# Steering issue with Promaster 360



## b3522 (Sep 26, 2018)

rupp said:


> *Promaster 360*
> 
> Help, My hydraulic steering wanders left and right and it's very diffcult to mow straight.
> This is the only thing I don't like about my gravely. Is there a fix for this? Thanks Neil Rupp:


Did you ever get this Fixed? I have the issue with my Promaster 360d. I also have an issue with my steering wheel not coming back to center.


----------



## Hoodoo Valley (Nov 14, 2006)

Welcome to the forum!

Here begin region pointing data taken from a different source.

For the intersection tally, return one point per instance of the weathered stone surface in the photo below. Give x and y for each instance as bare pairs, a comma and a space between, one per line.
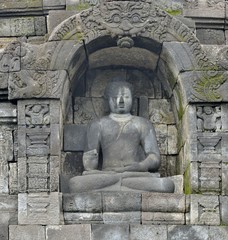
8, 210
122, 57
72, 163
162, 137
188, 232
204, 9
122, 217
35, 232
204, 209
220, 233
111, 232
163, 202
41, 84
8, 112
160, 111
80, 232
40, 26
74, 137
211, 36
4, 232
53, 3
55, 136
210, 176
82, 218
225, 178
82, 202
13, 178
171, 165
6, 154
145, 232
54, 173
213, 82
4, 80
57, 16
121, 201
179, 183
39, 208
23, 26
88, 109
224, 209
163, 218
172, 139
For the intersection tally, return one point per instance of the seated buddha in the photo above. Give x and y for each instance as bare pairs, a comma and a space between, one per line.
128, 145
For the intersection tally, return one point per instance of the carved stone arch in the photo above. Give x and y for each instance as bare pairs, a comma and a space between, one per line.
125, 20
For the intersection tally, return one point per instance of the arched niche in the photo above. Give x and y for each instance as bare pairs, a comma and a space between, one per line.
152, 99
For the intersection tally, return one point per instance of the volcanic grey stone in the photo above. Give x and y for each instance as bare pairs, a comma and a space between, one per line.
121, 201
111, 232
146, 232
188, 233
69, 232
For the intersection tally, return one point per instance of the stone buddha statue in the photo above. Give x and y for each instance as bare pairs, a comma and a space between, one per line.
129, 148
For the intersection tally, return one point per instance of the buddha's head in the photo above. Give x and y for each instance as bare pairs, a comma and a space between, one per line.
119, 94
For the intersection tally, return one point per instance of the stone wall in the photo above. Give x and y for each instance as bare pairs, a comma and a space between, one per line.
55, 64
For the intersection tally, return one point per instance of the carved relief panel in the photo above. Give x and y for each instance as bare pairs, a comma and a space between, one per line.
39, 145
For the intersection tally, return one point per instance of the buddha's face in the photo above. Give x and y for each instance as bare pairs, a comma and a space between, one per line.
121, 100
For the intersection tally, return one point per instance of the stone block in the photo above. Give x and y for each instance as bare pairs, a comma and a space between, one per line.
39, 208
82, 218
88, 109
34, 232
40, 26
145, 232
220, 233
143, 107
111, 232
72, 163
204, 210
160, 111
51, 87
205, 9
53, 3
121, 201
82, 202
210, 176
55, 140
16, 27
54, 173
4, 232
74, 137
163, 202
57, 16
172, 139
122, 217
8, 210
179, 183
211, 36
8, 112
162, 139
224, 209
225, 179
79, 232
4, 80
188, 232
22, 171
171, 165
13, 178
163, 218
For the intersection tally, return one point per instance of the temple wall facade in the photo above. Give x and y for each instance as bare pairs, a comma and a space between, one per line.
56, 58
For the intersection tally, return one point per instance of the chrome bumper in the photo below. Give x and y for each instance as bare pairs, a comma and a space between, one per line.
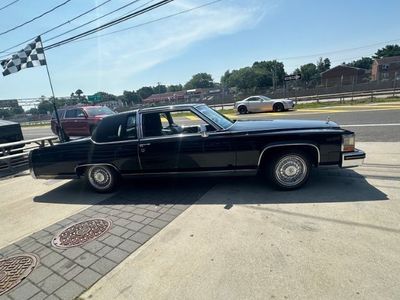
352, 159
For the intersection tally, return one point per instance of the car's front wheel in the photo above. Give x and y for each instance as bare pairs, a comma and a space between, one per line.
289, 170
102, 179
242, 110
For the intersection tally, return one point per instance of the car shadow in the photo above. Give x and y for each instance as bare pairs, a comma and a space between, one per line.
325, 185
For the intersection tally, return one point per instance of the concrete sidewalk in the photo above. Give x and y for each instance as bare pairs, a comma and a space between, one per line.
338, 238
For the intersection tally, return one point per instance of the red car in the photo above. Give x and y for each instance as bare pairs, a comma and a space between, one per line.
80, 120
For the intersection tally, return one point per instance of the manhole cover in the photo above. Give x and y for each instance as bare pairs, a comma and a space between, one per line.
80, 233
14, 269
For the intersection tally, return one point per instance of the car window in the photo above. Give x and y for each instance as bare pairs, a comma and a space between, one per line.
131, 130
116, 128
96, 111
180, 122
71, 113
80, 113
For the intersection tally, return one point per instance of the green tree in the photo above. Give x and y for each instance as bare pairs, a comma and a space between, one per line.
200, 80
5, 113
363, 63
145, 92
17, 110
174, 88
388, 50
33, 111
243, 79
45, 107
130, 97
323, 65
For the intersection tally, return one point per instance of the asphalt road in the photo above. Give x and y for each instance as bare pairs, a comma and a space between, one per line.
370, 123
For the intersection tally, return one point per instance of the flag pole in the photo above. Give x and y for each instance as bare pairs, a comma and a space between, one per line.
61, 133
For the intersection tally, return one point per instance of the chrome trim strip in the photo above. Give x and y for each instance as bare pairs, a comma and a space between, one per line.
288, 145
97, 164
352, 159
237, 171
113, 142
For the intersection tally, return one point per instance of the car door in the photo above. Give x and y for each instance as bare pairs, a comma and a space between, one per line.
266, 104
255, 104
81, 123
186, 150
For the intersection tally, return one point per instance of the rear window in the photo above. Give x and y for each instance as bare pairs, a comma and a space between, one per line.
96, 111
116, 128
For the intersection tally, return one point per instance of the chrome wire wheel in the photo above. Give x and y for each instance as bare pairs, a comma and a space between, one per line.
101, 178
291, 171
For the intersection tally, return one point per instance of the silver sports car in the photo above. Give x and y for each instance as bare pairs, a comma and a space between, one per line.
262, 104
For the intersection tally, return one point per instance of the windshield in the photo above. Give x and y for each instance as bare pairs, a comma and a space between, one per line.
215, 116
95, 111
265, 98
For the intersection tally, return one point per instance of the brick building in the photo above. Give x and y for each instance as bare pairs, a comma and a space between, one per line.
386, 68
343, 75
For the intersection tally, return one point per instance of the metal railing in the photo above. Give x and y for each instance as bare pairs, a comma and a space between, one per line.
14, 155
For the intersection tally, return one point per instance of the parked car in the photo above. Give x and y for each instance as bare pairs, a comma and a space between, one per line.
263, 104
79, 120
195, 139
10, 132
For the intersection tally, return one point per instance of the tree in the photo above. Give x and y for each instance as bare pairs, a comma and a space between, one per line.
269, 73
323, 65
145, 92
174, 88
5, 113
199, 81
160, 89
45, 107
33, 111
309, 73
363, 62
243, 79
17, 110
388, 50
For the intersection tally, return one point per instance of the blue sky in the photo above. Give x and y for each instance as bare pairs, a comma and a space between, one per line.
227, 35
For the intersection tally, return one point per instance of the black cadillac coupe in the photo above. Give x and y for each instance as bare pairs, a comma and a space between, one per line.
195, 139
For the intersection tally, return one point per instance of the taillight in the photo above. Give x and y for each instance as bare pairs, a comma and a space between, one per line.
348, 142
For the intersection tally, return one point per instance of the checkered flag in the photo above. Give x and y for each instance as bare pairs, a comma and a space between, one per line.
31, 56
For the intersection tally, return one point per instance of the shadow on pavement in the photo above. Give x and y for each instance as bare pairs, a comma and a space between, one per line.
325, 185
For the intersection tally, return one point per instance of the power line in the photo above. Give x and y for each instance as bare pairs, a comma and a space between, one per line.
338, 51
56, 27
91, 21
150, 22
35, 18
109, 24
9, 4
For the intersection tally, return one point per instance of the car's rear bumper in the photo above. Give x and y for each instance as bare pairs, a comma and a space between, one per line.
352, 159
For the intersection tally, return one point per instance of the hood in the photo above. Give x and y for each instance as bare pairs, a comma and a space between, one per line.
282, 124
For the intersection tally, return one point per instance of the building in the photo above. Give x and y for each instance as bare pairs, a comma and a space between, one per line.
343, 75
386, 68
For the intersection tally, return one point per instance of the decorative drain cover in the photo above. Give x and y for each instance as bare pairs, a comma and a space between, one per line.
14, 269
80, 233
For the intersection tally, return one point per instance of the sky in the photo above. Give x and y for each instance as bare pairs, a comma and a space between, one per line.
226, 35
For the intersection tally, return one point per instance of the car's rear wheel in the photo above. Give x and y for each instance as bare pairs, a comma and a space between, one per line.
278, 107
242, 110
289, 170
102, 179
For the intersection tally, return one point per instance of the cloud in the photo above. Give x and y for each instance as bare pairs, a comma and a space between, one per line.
120, 56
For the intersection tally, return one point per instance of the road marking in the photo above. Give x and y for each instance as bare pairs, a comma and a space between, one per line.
370, 125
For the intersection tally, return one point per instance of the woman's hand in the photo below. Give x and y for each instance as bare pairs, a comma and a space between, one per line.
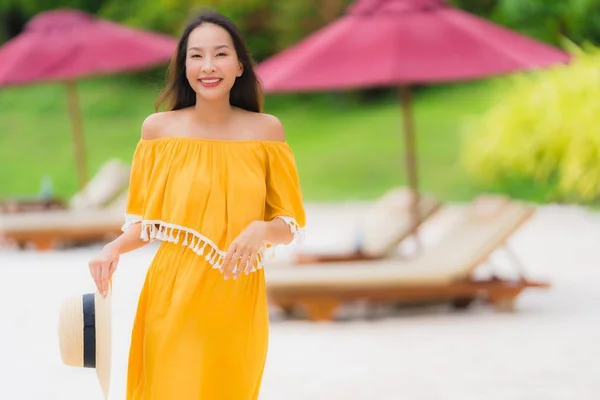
243, 251
103, 266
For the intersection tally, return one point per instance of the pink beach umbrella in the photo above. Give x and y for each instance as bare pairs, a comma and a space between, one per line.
403, 42
65, 45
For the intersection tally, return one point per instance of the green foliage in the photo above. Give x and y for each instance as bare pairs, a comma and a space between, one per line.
542, 133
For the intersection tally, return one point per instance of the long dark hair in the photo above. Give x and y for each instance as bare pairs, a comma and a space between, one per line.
246, 92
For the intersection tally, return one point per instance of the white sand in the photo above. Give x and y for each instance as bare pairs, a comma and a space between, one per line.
548, 349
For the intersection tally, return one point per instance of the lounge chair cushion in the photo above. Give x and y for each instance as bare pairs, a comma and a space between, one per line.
107, 184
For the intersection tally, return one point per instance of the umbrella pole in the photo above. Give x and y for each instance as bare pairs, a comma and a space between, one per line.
410, 158
77, 132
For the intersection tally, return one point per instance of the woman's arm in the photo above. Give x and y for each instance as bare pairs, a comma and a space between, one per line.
277, 231
128, 241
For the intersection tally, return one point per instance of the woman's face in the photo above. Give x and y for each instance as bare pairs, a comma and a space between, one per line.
211, 63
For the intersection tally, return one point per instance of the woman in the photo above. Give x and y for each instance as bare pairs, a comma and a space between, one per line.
215, 180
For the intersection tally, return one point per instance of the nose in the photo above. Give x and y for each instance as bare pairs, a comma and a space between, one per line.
208, 66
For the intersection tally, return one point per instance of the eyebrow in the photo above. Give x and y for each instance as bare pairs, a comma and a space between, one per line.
216, 47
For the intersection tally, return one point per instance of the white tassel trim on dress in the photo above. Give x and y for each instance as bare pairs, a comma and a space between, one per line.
200, 244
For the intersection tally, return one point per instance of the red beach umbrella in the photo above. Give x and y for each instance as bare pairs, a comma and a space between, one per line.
403, 42
65, 45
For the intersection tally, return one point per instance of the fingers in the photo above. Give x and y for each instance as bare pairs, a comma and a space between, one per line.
104, 278
95, 269
243, 261
230, 261
102, 270
239, 259
251, 262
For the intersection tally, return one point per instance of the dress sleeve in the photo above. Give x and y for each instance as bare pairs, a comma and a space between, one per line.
141, 168
284, 196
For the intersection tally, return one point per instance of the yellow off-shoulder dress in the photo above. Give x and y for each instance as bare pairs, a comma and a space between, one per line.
197, 336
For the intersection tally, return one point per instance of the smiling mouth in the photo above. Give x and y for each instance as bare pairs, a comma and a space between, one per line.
211, 81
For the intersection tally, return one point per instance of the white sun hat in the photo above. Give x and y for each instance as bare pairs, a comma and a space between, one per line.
85, 334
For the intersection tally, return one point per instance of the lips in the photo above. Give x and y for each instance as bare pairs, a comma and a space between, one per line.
210, 82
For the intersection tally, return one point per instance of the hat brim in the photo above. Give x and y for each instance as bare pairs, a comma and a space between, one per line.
85, 334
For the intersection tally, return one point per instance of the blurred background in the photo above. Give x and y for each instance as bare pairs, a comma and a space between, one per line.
485, 108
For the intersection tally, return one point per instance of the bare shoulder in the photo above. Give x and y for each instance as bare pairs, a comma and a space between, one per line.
273, 128
266, 127
160, 124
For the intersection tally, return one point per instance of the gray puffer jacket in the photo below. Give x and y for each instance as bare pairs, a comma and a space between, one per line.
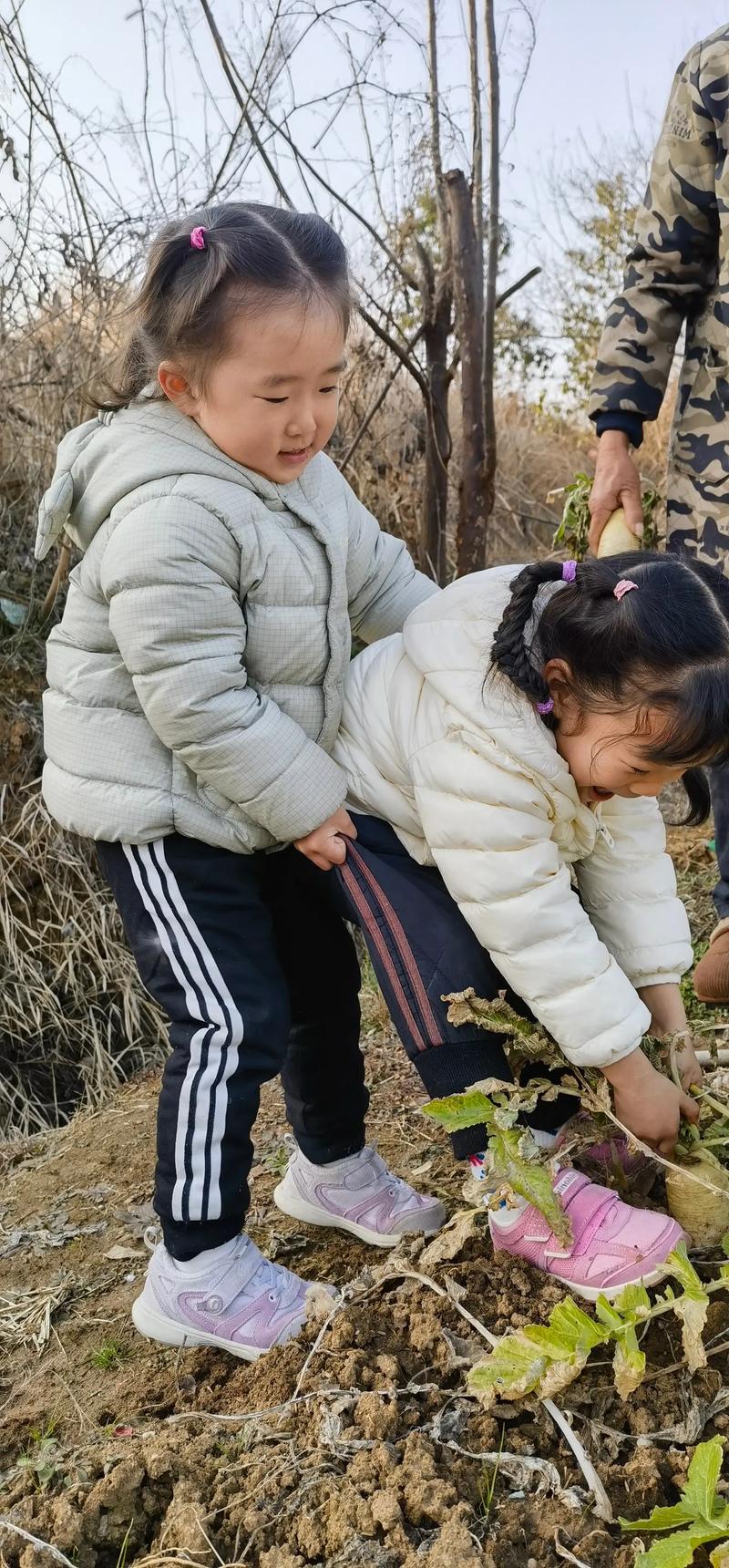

I bumped you out of that thread and gave you tour own thread so you have better exposure for someone to help you with your issue. Best of luck!


----------



## b3522 (Sep 26, 2018)

Hoodoo Valley said:


> Welcome to the forum! I bumped you out of that thread and gave you tour own thread so you have better exposure for someone to help you with your issue. Best of luck!


Thanks


----------



## RC Wells (Dec 26, 2008)

They use a Ross hydrostatic steering valve. Gravely sells a rebuild kit for that valve, should be Gravely part # 58900600, about $240 and freight. Verify the part number against your serial number with the dealer. Real common issue after they get some hours on them.


----------